Foreign Vessels Without Transponders Can Travel Undetected Through Canada’s Arctic: Auditor General

Foreign Vessels Without Transponders Can Travel Undetected Through Canada’s Arctic: Auditor General
Auditor General Karen Hogan during a news conference following the tabling of reports in Ottawa, Canada, on March 25, 2021. (Adrian Wyld/The Canadian Press)
Peter Wilson
12/8/2022
Updated:
12/8/2022

Auditor General Karen Hogan told MPs on a parliamentary committee Thursday that foreign vessels without transponders can travel undetected through Canada’s Arctic because of “gaps” in surveillance technology and resources.

“Does Canada possess the capability to track a vessel that is without a transponder throughout the entire Arctic?” Conservative MP Pat Kelly asked Hogan during a House of Commons national defence committee meeting on Dec. 8.

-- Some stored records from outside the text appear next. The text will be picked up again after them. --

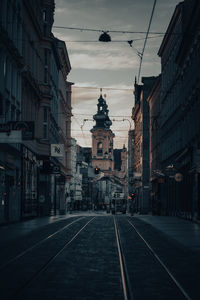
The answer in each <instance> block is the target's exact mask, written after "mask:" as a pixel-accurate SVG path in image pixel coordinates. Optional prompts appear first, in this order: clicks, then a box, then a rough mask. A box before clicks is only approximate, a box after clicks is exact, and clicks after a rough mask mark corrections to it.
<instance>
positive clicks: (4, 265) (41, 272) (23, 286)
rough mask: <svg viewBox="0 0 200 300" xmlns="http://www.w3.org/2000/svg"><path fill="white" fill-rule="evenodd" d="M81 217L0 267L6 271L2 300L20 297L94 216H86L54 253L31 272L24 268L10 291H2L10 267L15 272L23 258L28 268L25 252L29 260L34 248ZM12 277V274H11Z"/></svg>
mask: <svg viewBox="0 0 200 300" xmlns="http://www.w3.org/2000/svg"><path fill="white" fill-rule="evenodd" d="M83 219H85V218H84V217H82V218H79V219H78V220H75V221H73V222H71V223H70V224H67V225H66V226H64V227H63V228H61V229H59V230H58V231H56V232H54V233H53V234H51V235H49V236H48V237H46V238H45V239H43V240H41V241H40V242H38V243H36V244H35V245H33V246H32V247H30V248H28V249H27V250H26V251H23V252H22V253H20V254H19V255H17V256H16V257H14V258H13V259H12V260H10V261H9V263H7V265H4V267H3V268H2V269H3V270H5V272H7V276H6V277H7V278H6V277H5V278H3V280H2V278H1V285H2V286H1V295H2V296H3V298H2V299H3V300H4V299H5V300H6V299H21V294H22V293H23V291H24V290H25V289H26V288H27V287H28V286H29V285H31V283H32V282H33V281H34V280H35V279H37V278H38V277H39V276H40V275H41V273H42V272H44V271H45V270H47V269H48V267H49V266H50V265H51V264H52V263H53V262H54V261H55V260H56V258H57V257H58V256H59V255H60V254H61V253H62V252H63V251H64V250H65V249H66V248H67V247H68V246H69V245H70V244H71V243H72V242H73V241H74V240H75V239H76V238H77V237H78V236H79V234H80V233H81V232H82V231H83V230H84V229H85V228H86V226H87V225H88V224H89V223H90V222H92V221H93V220H94V219H95V217H93V218H90V219H89V220H88V218H87V220H86V222H84V224H82V225H81V227H79V228H78V229H76V230H75V231H74V232H73V233H72V236H70V238H67V239H66V241H65V242H64V243H63V244H62V246H60V247H59V249H57V250H56V252H55V251H52V252H54V254H52V253H51V255H49V256H48V257H47V258H46V260H45V261H42V263H41V262H39V265H38V266H36V267H35V270H34V271H33V272H30V270H29V271H26V270H25V272H24V274H23V276H22V278H20V276H21V275H19V278H16V280H18V281H19V282H18V284H16V285H15V286H14V287H12V292H10V291H9V290H8V289H7V288H6V289H5V288H4V291H3V283H5V284H6V283H7V282H8V281H9V275H10V276H12V269H13V270H14V271H13V273H14V274H16V269H17V268H18V265H19V266H23V262H24V260H25V265H26V268H27V269H28V266H27V261H26V254H28V255H29V258H28V261H31V256H32V257H34V250H36V248H38V247H39V246H41V245H43V246H44V245H45V242H47V241H48V240H50V239H52V238H54V237H55V236H56V234H57V233H60V232H62V231H64V230H66V229H68V227H69V226H71V225H74V224H75V223H77V222H78V221H81V220H83ZM77 225H78V224H77ZM55 242H56V241H55ZM42 251H43V253H44V251H45V248H43V249H42ZM40 252H41V250H40ZM30 254H31V256H30ZM42 255H43V256H45V255H44V254H42ZM36 257H37V255H36ZM30 267H31V266H30ZM2 274H3V273H2ZM19 274H20V273H19ZM27 274H28V276H27ZM13 279H14V275H13Z"/></svg>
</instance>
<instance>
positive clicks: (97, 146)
mask: <svg viewBox="0 0 200 300" xmlns="http://www.w3.org/2000/svg"><path fill="white" fill-rule="evenodd" d="M97 155H98V156H102V155H103V145H102V143H101V142H99V143H98V144H97Z"/></svg>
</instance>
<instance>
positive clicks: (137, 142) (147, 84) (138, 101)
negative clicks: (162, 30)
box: [132, 77, 155, 214]
mask: <svg viewBox="0 0 200 300" xmlns="http://www.w3.org/2000/svg"><path fill="white" fill-rule="evenodd" d="M154 82H155V77H142V83H143V85H138V84H137V83H136V82H135V106H134V108H133V110H132V119H133V120H134V123H135V134H134V155H133V156H134V157H133V169H134V183H133V185H134V188H135V193H136V211H138V212H140V213H143V214H147V213H148V212H149V209H150V198H149V195H150V184H149V103H148V101H147V98H148V95H149V93H150V91H151V88H152V86H153V84H154Z"/></svg>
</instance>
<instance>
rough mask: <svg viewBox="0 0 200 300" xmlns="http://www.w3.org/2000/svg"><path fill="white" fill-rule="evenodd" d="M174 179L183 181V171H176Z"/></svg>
mask: <svg viewBox="0 0 200 300" xmlns="http://www.w3.org/2000/svg"><path fill="white" fill-rule="evenodd" d="M174 179H175V180H176V181H177V182H181V181H182V180H183V175H182V174H181V173H176V174H175V176H174Z"/></svg>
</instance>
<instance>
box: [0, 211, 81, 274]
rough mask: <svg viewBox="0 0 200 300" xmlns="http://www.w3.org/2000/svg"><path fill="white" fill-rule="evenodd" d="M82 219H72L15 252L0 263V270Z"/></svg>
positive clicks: (22, 256)
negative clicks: (70, 221) (12, 255)
mask: <svg viewBox="0 0 200 300" xmlns="http://www.w3.org/2000/svg"><path fill="white" fill-rule="evenodd" d="M82 219H84V217H81V218H78V219H77V220H74V221H73V222H71V223H69V224H67V225H65V226H64V227H62V228H60V229H59V230H56V231H55V232H54V233H51V234H49V235H48V236H47V237H45V238H43V239H42V240H40V241H39V242H37V243H35V244H34V245H33V246H31V247H28V248H27V249H26V250H24V251H22V252H20V253H19V254H17V255H16V256H15V257H13V258H11V259H9V260H8V261H6V262H5V263H4V264H2V265H0V271H1V270H3V269H4V268H5V267H7V266H8V265H9V264H11V263H13V262H15V261H16V260H17V259H19V258H21V257H23V256H24V255H26V254H27V253H28V252H30V251H32V250H33V249H34V248H36V247H38V246H39V245H41V244H43V243H45V242H46V241H47V240H49V239H50V238H53V237H54V236H55V235H56V234H58V233H60V232H62V231H64V230H65V229H67V228H68V227H70V226H71V225H73V224H74V223H76V222H78V221H80V220H82Z"/></svg>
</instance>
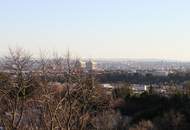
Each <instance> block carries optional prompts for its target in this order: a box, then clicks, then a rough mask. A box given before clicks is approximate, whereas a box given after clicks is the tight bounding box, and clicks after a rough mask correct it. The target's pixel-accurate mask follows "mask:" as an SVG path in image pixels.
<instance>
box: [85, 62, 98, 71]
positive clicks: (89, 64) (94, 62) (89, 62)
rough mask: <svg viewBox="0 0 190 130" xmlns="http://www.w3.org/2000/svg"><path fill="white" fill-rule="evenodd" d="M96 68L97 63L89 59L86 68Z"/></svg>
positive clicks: (86, 63) (88, 69)
mask: <svg viewBox="0 0 190 130" xmlns="http://www.w3.org/2000/svg"><path fill="white" fill-rule="evenodd" d="M95 69H96V63H95V62H93V61H91V60H89V61H87V62H86V70H87V71H92V70H95Z"/></svg>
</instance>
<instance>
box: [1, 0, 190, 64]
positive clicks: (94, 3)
mask: <svg viewBox="0 0 190 130" xmlns="http://www.w3.org/2000/svg"><path fill="white" fill-rule="evenodd" d="M15 46H22V47H24V48H26V49H27V50H30V51H31V52H33V53H38V52H39V50H40V49H42V50H44V49H45V50H50V51H58V52H59V53H64V52H65V51H66V50H67V49H68V48H70V50H71V51H72V52H73V53H74V55H77V56H79V57H89V58H93V57H96V58H161V59H167V58H169V59H178V60H188V61H190V1H189V0H0V55H3V54H5V52H6V51H7V48H8V47H15Z"/></svg>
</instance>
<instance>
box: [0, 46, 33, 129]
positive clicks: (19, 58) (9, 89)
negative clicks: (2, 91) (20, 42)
mask: <svg viewBox="0 0 190 130" xmlns="http://www.w3.org/2000/svg"><path fill="white" fill-rule="evenodd" d="M32 65H33V62H32V57H31V55H30V54H28V53H26V52H25V51H24V50H23V49H21V48H16V49H9V55H8V56H5V57H4V59H3V62H2V68H3V69H4V70H6V71H7V72H8V73H9V76H10V77H9V85H8V86H6V87H4V90H2V88H3V87H1V91H4V94H6V95H4V97H3V99H4V102H6V103H7V105H6V107H7V111H5V112H4V114H5V115H7V119H8V121H9V125H7V126H9V127H10V129H18V128H19V125H20V123H21V121H22V118H23V114H24V107H25V102H26V99H27V96H28V90H30V87H31V86H30V84H29V82H30V78H29V75H30V73H31V71H32ZM8 116H9V118H8ZM8 121H6V122H8Z"/></svg>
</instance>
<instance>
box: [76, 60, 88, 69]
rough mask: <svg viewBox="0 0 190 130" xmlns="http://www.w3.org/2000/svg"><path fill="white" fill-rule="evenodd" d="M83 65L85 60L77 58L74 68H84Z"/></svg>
mask: <svg viewBox="0 0 190 130" xmlns="http://www.w3.org/2000/svg"><path fill="white" fill-rule="evenodd" d="M85 65H86V64H85V62H83V61H81V60H77V61H76V62H75V69H84V68H85V67H86V66H85Z"/></svg>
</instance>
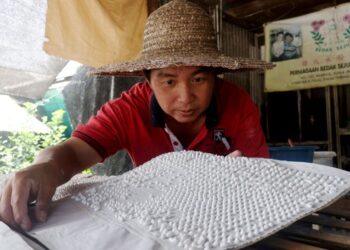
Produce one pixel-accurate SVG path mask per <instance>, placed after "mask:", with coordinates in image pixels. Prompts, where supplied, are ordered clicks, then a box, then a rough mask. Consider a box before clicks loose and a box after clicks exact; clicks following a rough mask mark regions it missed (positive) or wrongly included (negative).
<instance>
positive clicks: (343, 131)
mask: <svg viewBox="0 0 350 250" xmlns="http://www.w3.org/2000/svg"><path fill="white" fill-rule="evenodd" d="M339 135H350V128H339Z"/></svg>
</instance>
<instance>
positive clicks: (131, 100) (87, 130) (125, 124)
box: [72, 86, 148, 161]
mask: <svg viewBox="0 0 350 250" xmlns="http://www.w3.org/2000/svg"><path fill="white" fill-rule="evenodd" d="M142 88H143V87H142V86H141V87H138V86H136V87H134V88H133V89H131V90H130V91H128V92H124V93H123V94H122V95H121V97H120V98H118V99H116V100H113V101H110V102H107V103H106V104H104V105H103V106H102V107H101V108H100V110H99V111H98V112H97V114H96V115H95V116H92V117H91V118H90V119H89V121H88V122H87V123H86V124H79V125H78V126H77V128H76V129H75V131H74V132H73V134H72V136H73V137H77V138H79V139H82V140H84V141H85V142H86V143H88V144H89V145H90V146H91V147H93V148H94V149H95V150H96V151H97V152H98V153H99V154H100V156H101V157H102V159H103V161H104V160H105V159H106V158H107V157H109V156H111V155H113V154H115V153H116V152H117V151H118V150H121V149H128V148H129V145H130V140H131V138H134V137H135V135H134V131H135V129H136V127H135V126H137V124H141V123H142V121H141V119H144V118H143V116H142V114H148V112H147V108H148V106H147V102H145V101H144V100H145V96H143V94H144V92H146V91H143V89H142Z"/></svg>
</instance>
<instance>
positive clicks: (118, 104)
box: [73, 79, 269, 166]
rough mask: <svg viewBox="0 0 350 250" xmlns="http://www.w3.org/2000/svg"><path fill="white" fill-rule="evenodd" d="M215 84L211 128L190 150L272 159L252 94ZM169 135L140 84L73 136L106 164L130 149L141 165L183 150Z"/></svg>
mask: <svg viewBox="0 0 350 250" xmlns="http://www.w3.org/2000/svg"><path fill="white" fill-rule="evenodd" d="M215 84H216V85H215V90H214V95H213V98H212V100H211V103H210V105H209V107H208V109H207V111H206V123H205V124H203V126H202V128H201V130H200V132H199V133H198V135H197V136H196V138H195V139H194V140H193V141H192V142H191V143H190V145H189V146H188V147H187V148H186V150H196V151H202V152H209V153H213V154H218V155H227V154H228V153H230V152H232V151H234V150H237V149H238V150H240V151H241V152H242V153H243V155H244V156H248V157H268V156H269V154H268V148H267V145H266V142H265V137H264V135H263V132H262V130H261V127H260V117H259V112H258V109H257V108H256V106H255V104H254V103H253V102H252V101H251V99H250V97H249V95H248V94H247V93H246V92H245V91H244V90H242V89H241V88H239V87H238V86H236V85H234V84H232V83H229V82H227V81H224V80H221V79H218V80H217V82H216V83H215ZM166 130H167V129H166V128H165V124H164V120H163V111H162V110H161V109H160V107H159V105H158V103H157V101H156V99H155V98H154V96H153V93H152V90H151V88H150V87H149V85H148V84H147V82H141V83H137V84H136V85H134V86H133V87H132V88H131V89H130V90H129V91H126V92H124V93H123V94H122V95H121V97H120V98H118V99H115V100H113V101H109V102H107V103H106V104H104V105H103V106H102V107H101V109H100V110H99V111H98V113H97V115H96V116H93V117H91V118H90V120H89V121H88V122H87V124H85V125H83V124H80V125H78V127H77V128H76V130H75V131H74V132H73V136H74V137H77V138H80V139H82V140H84V141H85V142H87V143H88V144H89V145H91V146H92V147H93V148H94V149H95V150H96V151H97V152H99V154H100V155H101V157H102V158H103V159H105V158H106V157H108V156H110V155H112V154H114V153H115V152H116V151H118V150H121V149H126V150H127V151H128V152H129V155H130V156H131V158H132V160H133V162H134V165H135V166H138V165H141V164H142V163H144V162H146V161H148V160H150V159H152V158H153V157H156V156H158V155H160V154H163V153H167V152H171V151H174V148H175V149H176V148H178V145H175V144H178V143H177V142H176V140H174V138H173V135H169V133H167V132H166ZM175 139H176V138H175ZM173 144H174V145H173Z"/></svg>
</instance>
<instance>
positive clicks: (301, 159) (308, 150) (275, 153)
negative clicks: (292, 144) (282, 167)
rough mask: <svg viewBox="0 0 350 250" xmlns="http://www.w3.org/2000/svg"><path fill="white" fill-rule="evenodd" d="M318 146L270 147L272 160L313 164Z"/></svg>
mask: <svg viewBox="0 0 350 250" xmlns="http://www.w3.org/2000/svg"><path fill="white" fill-rule="evenodd" d="M316 149H317V147H316V146H295V147H270V148H269V152H270V158H271V159H276V160H284V161H301V162H313V159H314V151H315V150H316Z"/></svg>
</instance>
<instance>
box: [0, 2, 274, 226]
mask: <svg viewBox="0 0 350 250" xmlns="http://www.w3.org/2000/svg"><path fill="white" fill-rule="evenodd" d="M271 67H272V66H271V65H270V64H267V63H265V62H261V61H257V60H252V59H238V58H230V57H226V56H224V55H222V54H220V53H219V52H218V50H217V47H216V40H215V34H214V30H213V25H212V23H211V18H210V16H208V15H207V13H206V12H205V11H203V10H202V9H201V8H200V7H198V6H196V5H194V4H192V3H190V2H187V1H185V0H174V1H172V2H170V3H169V4H166V5H164V6H162V7H161V8H159V9H158V10H157V11H155V12H154V13H152V15H150V17H149V19H148V21H147V24H146V27H145V36H144V48H143V51H142V54H141V57H140V58H139V59H137V60H134V61H130V62H125V63H122V64H117V65H108V66H106V67H103V68H100V69H98V70H96V71H95V72H94V73H97V74H120V73H123V74H139V73H142V72H143V73H144V74H145V76H146V78H147V80H146V81H145V82H143V83H138V84H136V85H135V86H134V87H133V88H132V89H131V90H129V91H128V92H126V93H124V94H122V96H121V98H118V99H116V100H114V101H111V102H108V103H107V104H105V105H104V106H103V107H102V108H101V109H100V111H99V112H98V114H97V115H96V116H95V117H92V118H91V119H90V121H89V122H88V123H87V124H86V125H79V126H78V127H77V129H76V130H75V132H74V133H73V135H72V137H71V138H70V139H68V140H66V141H65V142H63V143H62V144H59V145H56V146H52V147H50V148H48V149H45V150H43V151H42V152H41V153H40V154H39V155H38V156H37V158H36V159H35V161H34V162H33V164H32V165H31V166H29V167H28V168H26V169H24V170H22V171H20V172H18V173H16V175H15V176H14V177H13V178H12V179H10V180H9V181H8V182H7V184H6V186H5V188H4V190H3V192H2V194H1V201H0V219H1V220H2V221H4V222H5V223H7V224H8V225H10V226H12V227H18V226H20V227H21V228H23V229H24V230H29V229H30V228H31V227H32V222H31V220H30V219H29V217H28V211H27V210H28V202H30V201H33V200H35V201H36V203H35V216H36V218H37V220H38V221H45V219H46V217H47V210H48V206H49V201H50V200H51V197H52V196H53V194H54V192H55V189H56V187H57V186H58V185H60V184H63V183H64V182H66V181H68V180H69V179H70V178H71V177H72V176H73V175H74V174H76V173H79V172H80V171H82V170H83V169H86V168H88V167H90V166H92V165H94V164H96V163H98V162H100V161H103V160H104V159H105V158H106V157H108V156H110V155H112V154H114V153H115V152H116V151H117V150H119V149H122V148H124V149H127V150H128V152H129V154H130V156H131V158H132V159H133V162H134V164H135V166H138V165H140V164H142V163H144V162H146V161H148V160H150V159H151V158H153V157H155V156H157V155H160V154H162V153H166V152H170V151H176V150H183V149H186V150H199V151H203V152H211V153H215V154H220V155H232V156H240V155H242V154H243V155H245V156H248V157H268V150H267V146H266V143H265V139H264V135H263V133H262V131H261V128H260V125H259V114H258V110H257V108H256V107H255V105H254V104H253V103H252V101H251V100H250V98H249V96H248V95H247V94H246V93H245V92H244V91H243V90H241V89H240V88H238V87H237V86H235V85H233V84H230V83H228V82H226V81H223V80H221V79H219V78H218V77H217V76H216V75H217V74H218V73H219V72H224V71H234V70H237V69H260V70H261V69H267V68H271Z"/></svg>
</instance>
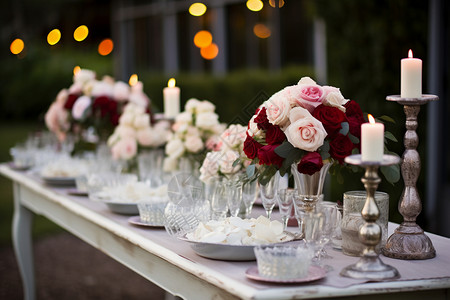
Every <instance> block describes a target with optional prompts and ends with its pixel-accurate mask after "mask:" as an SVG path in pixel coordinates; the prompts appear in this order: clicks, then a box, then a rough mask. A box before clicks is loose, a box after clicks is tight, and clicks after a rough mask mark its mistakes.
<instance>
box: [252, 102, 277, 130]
mask: <svg viewBox="0 0 450 300" xmlns="http://www.w3.org/2000/svg"><path fill="white" fill-rule="evenodd" d="M255 123H256V124H257V125H258V128H259V129H262V130H266V129H267V128H269V127H271V126H273V125H272V124H270V123H269V119H267V114H266V108H265V107H263V108H262V109H260V110H259V112H258V116H257V117H256V118H255Z"/></svg>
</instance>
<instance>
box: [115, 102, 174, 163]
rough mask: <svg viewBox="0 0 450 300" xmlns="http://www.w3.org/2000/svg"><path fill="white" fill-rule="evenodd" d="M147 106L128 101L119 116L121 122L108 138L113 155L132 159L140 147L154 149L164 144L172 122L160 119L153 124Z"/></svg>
mask: <svg viewBox="0 0 450 300" xmlns="http://www.w3.org/2000/svg"><path fill="white" fill-rule="evenodd" d="M151 121H152V120H151V116H150V114H149V113H147V111H146V108H145V107H144V106H142V105H139V104H136V103H134V102H130V103H128V104H127V105H126V106H125V108H124V111H123V113H122V115H121V116H120V118H119V124H118V126H117V127H116V128H115V129H114V132H113V134H112V135H111V136H110V137H109V138H108V146H109V147H111V154H112V157H113V158H114V159H116V160H118V159H120V160H130V159H132V158H134V157H135V156H136V154H137V153H138V150H139V149H152V148H153V149H154V148H158V147H161V146H163V145H164V144H165V143H166V142H167V137H168V136H169V134H170V129H169V128H170V124H169V123H168V122H167V121H159V122H157V123H155V124H153V125H152V122H151Z"/></svg>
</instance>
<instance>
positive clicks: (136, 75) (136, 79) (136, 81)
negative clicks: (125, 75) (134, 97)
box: [128, 74, 139, 86]
mask: <svg viewBox="0 0 450 300" xmlns="http://www.w3.org/2000/svg"><path fill="white" fill-rule="evenodd" d="M138 80H139V78H138V76H137V74H133V75H131V76H130V80H128V84H129V85H130V86H134V85H136V83H137V82H138Z"/></svg>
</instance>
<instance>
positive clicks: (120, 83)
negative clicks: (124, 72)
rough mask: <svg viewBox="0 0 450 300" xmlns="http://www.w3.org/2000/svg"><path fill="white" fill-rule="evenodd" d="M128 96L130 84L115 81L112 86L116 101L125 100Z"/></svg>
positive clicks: (127, 98)
mask: <svg viewBox="0 0 450 300" xmlns="http://www.w3.org/2000/svg"><path fill="white" fill-rule="evenodd" d="M129 96H130V86H129V85H128V84H126V83H125V82H123V81H117V82H116V83H115V84H114V87H113V97H114V99H116V101H119V102H121V101H126V100H128V97H129Z"/></svg>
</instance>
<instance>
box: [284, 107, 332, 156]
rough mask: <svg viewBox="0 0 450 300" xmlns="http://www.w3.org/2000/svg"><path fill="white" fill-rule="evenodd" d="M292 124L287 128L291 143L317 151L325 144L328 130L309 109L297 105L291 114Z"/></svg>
mask: <svg viewBox="0 0 450 300" xmlns="http://www.w3.org/2000/svg"><path fill="white" fill-rule="evenodd" d="M289 119H290V121H291V125H289V127H288V128H286V130H285V132H284V133H285V134H286V137H287V140H288V141H289V143H291V144H292V145H293V146H294V147H296V148H299V149H302V150H305V151H311V152H313V151H316V150H317V149H318V148H319V147H320V146H322V145H323V141H324V140H325V137H326V136H327V132H326V131H325V128H324V127H323V125H322V123H320V122H319V121H318V120H317V119H315V118H314V117H313V116H312V115H311V114H310V113H309V111H308V110H306V109H304V108H302V107H295V108H293V109H292V110H291V114H290V116H289Z"/></svg>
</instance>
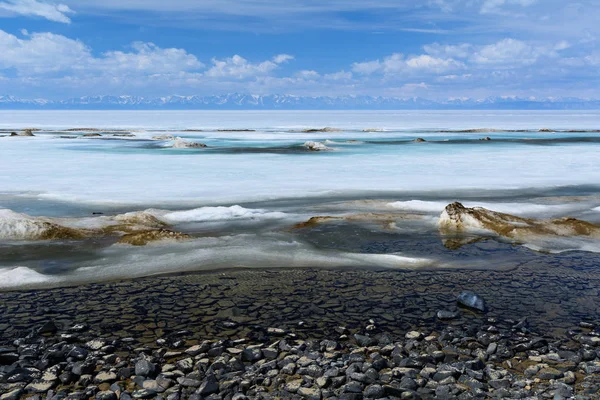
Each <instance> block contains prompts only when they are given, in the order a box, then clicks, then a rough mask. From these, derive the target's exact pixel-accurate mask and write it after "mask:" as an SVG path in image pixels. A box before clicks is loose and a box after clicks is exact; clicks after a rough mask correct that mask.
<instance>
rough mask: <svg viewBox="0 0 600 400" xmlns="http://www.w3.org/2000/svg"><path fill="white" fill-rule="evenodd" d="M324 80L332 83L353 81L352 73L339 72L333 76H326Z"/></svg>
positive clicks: (327, 75)
mask: <svg viewBox="0 0 600 400" xmlns="http://www.w3.org/2000/svg"><path fill="white" fill-rule="evenodd" d="M324 78H325V79H327V80H330V81H349V80H350V79H352V72H349V71H348V72H346V71H338V72H334V73H332V74H326V75H325V76H324Z"/></svg>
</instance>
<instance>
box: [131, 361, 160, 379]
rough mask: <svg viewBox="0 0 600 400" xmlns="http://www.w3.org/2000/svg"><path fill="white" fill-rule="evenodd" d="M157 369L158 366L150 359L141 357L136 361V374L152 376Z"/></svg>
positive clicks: (144, 375) (135, 367)
mask: <svg viewBox="0 0 600 400" xmlns="http://www.w3.org/2000/svg"><path fill="white" fill-rule="evenodd" d="M155 371H156V366H155V365H154V364H152V363H151V362H150V361H148V360H145V359H141V360H139V361H138V362H136V363H135V374H136V375H138V376H148V377H152V376H153V375H154V373H155Z"/></svg>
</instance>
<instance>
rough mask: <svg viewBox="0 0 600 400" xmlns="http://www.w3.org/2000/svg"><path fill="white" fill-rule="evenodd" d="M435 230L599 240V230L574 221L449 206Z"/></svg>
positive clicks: (458, 206)
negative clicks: (528, 217) (578, 238)
mask: <svg viewBox="0 0 600 400" xmlns="http://www.w3.org/2000/svg"><path fill="white" fill-rule="evenodd" d="M438 227H439V229H440V232H442V233H443V234H452V233H460V232H477V231H485V232H488V233H493V234H496V235H499V236H502V237H506V238H510V239H514V240H517V241H527V240H528V239H531V238H533V237H546V236H563V237H570V236H589V237H600V227H599V226H597V225H594V224H591V223H589V222H586V221H582V220H578V219H575V218H569V217H565V218H559V219H553V220H536V219H532V218H523V217H517V216H514V215H510V214H504V213H499V212H495V211H491V210H488V209H485V208H482V207H473V208H467V207H465V206H463V205H462V204H461V203H458V202H456V203H452V204H449V205H448V206H446V208H445V209H444V211H443V212H442V214H441V216H440V219H439V222H438Z"/></svg>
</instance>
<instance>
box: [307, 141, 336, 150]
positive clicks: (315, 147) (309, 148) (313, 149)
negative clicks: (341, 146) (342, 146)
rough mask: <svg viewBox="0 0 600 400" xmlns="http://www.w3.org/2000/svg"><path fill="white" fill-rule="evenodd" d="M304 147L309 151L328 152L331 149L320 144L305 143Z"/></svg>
mask: <svg viewBox="0 0 600 400" xmlns="http://www.w3.org/2000/svg"><path fill="white" fill-rule="evenodd" d="M304 147H305V148H306V149H308V150H310V151H330V150H332V148H331V147H327V146H325V144H323V143H321V142H310V141H309V142H305V143H304Z"/></svg>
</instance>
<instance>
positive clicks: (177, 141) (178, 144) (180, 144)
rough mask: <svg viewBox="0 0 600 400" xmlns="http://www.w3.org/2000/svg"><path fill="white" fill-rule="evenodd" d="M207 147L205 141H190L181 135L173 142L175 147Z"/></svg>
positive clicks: (173, 147) (201, 147) (188, 147)
mask: <svg viewBox="0 0 600 400" xmlns="http://www.w3.org/2000/svg"><path fill="white" fill-rule="evenodd" d="M205 147H207V146H206V145H205V144H204V143H200V142H188V141H186V140H183V139H182V138H180V137H177V138H175V142H174V143H173V148H174V149H200V148H205Z"/></svg>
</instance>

“That was an identified gap that the government themselves had identified several years ago,” Hogan replied. “In repeated assessments on gaps, they re-identify it, but there’s just no action or solution taken to resolve that gap.”

“There are some gaps in surveillance because we know that certain satellites aren’t meeting the need,” she continued, adding, “If action isn’t taken, there is a significant risk that there will be gaps in surveillance capabilities and the presence in the Arctic in the next decade.”

Hogan wrote in a recent report titled “Arctic Water Surveillance” that a large portion of Canada’s far-north security infrastructure has fallen behind that of other countries due to a lack of investment and technological updates over recent years from the federal government.

Hogan said “long-standing issues” in Canada’s Arctic surveillance security include “incomplete surveillance, insufficient data about vessel traffic in Canada’s Arctic waters, poor means of sharing information on maritime traffic, and outdated equipment.”

“The renewal of vessels, aircraft, satellites, and infrastructure that support monitoring maritime traffic and responding to safety and security incidents has fallen behind to the point where some will likely cease to operate before they can be replaced,” she wrote in the report, which was released on Nov. 15.

Recommendations

She added in the report that the Canadian Coast Guard and Transport Canada could lose their Arctic presence in the near future if “aging icebreakers and patrol aircraft” are not soon replaced.

Hogan told MPs Thursday that the federal departments responsible for updating and maintaining Canada’s Arctic infrastructure, such as National Defence, Transport Canada, Fisheries and Oceans Canada, and the Canadian Coast Guard, have agreed to recommendations made by her office in the report.

Specifically, the auditor general told these departments they should address maritime domain-awareness gaps, current inabilities to track “non-emitting vessels,” and barriers to sharing information between the departments.

“This is a second call to action quickly so that we don’t run into significant gaps as a country in the Arctic,” Hogan said.

Defence Minister Anita announced in June that the federal government would be investing around $5 billion over the next six years into modernizing Canada’s Arctic surveillance measures.